Available languages are: C++, C#, Java, XML, MDGTechnology and Custom.
When the language selected is 'C++', the 'Macro List' selection field is displayed . For C++, the success and depth of information compiled into the database can be inextricably linked to the use of macros. This field can be used to select an nBNF macro file that will be used as an auxiliary grammar component for the compilation.
By default the macro file will default to the macro file in the Enterprise Architect installation folder. You are free to modify or extend the content of this file to suit your requirements - for example, when you need to correct errors reported in the compilation log file.
Sparx Systems has developed grammars for all of the languages listed in the drop-down selection list; C++, C#, Java, XML and also MDGTechnology. For these languages a built-in grammar file is used.
There is also an option to select a 'Custom' language. When 'Custom' is selected, the 'Grammar' field is displayed. This field is used to specify a file containing the grammar for your custom language. The Code Miner will then use that grammar to parse the source code written in that language.
Users that develop a Custom language, will need to specify grammar rules for that language and save them into an nBNF file. Enterprise Architect's Grammar Editor is designed specifically for that purpose.
The Help Topic Grammar Framework provides detailed information on writing an nBNF grammar.
Updating a Code Miner Database
From time to time, you will want to update your Code Miner database. Typically, when you have made changes to your source code, but also after updating a grammar file or extending a macro file.
The process to update a database is very similar to creating a new database, but faster because you are not starting from scratch. Simply choose the menu option 'Update Database'. The 'Code Miner Database Update' dialog will display. The input fields will be populated with values from the last build.
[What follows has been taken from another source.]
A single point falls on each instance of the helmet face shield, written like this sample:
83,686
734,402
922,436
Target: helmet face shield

Proceed as for 'Creating a Code Miner Database'.
Selecting a Code Miner Database File
If you choose to use a library file for your Code Miner database, choose the menu option 'Browse for Database'. This will display a 'File Chooser', where you can browse for and select a *.cdb file.
Connecting to a Service
When connecting to a service, the dialog lists all databases hosted by the service.
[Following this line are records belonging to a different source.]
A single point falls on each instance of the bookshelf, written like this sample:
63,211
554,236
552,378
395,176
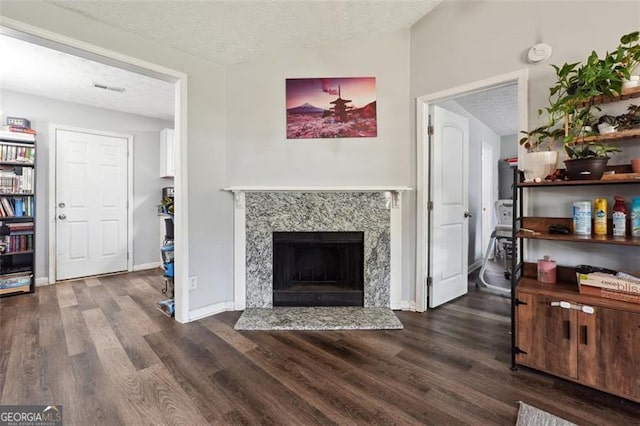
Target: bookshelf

You can choose to select an individual database in the list, or simply click the, in which case queries will be executed across all databases listed by the service.
Once you have connected to a Code Miner database, you are ready to start running queries.
To run a query, select the Query tab in the Code Analyzer window, type in your query, then click on the icon to execute the query.
In this example, we have run a simple query node("CLASS"), which will return all 'Class' nodes found in the Code Miner database.
By selecting a result in the lower-left panel, the 'Source' tab is activated and displays the source code corresponding to the selected node. Details for that class node are displayed in the lower-right panel.
Selecting a detail item in the lower-right panel, results in narrowing the selection within the source code, as shown here.
Query Example - IntersectionAs an example, this mFQL query finds all the classes that have an operation named GetOption.
andat( "CLASS", item("OPERATION", "NAME", "GetOption"), node("CLASS"))
This clause returns a set of operations for which the 'NAME' value is "GetOption":
item("OPERATION", "NAME", "GetOption")
This clause returns a set of all Class nodes:
andat( string:rule, set:left, set:right)
'andat' takes the set of operations (left), applies the rule "CLASS" (only include rows that have a CLASS parent), then intersects that set with the set of all known classes (right). If the intersection succeeds, the operation node is added to the result set, otherwise it is excluded.
The Query Language - mFQL
The query language used with the Code Analyzer is described in full, in the Code Miner Query Language (mFQL) Help topic.
A brief description and some examples are also presented here.
The mFQL language is based on sets. Each statement works using the various types of set operations of which there are only a few.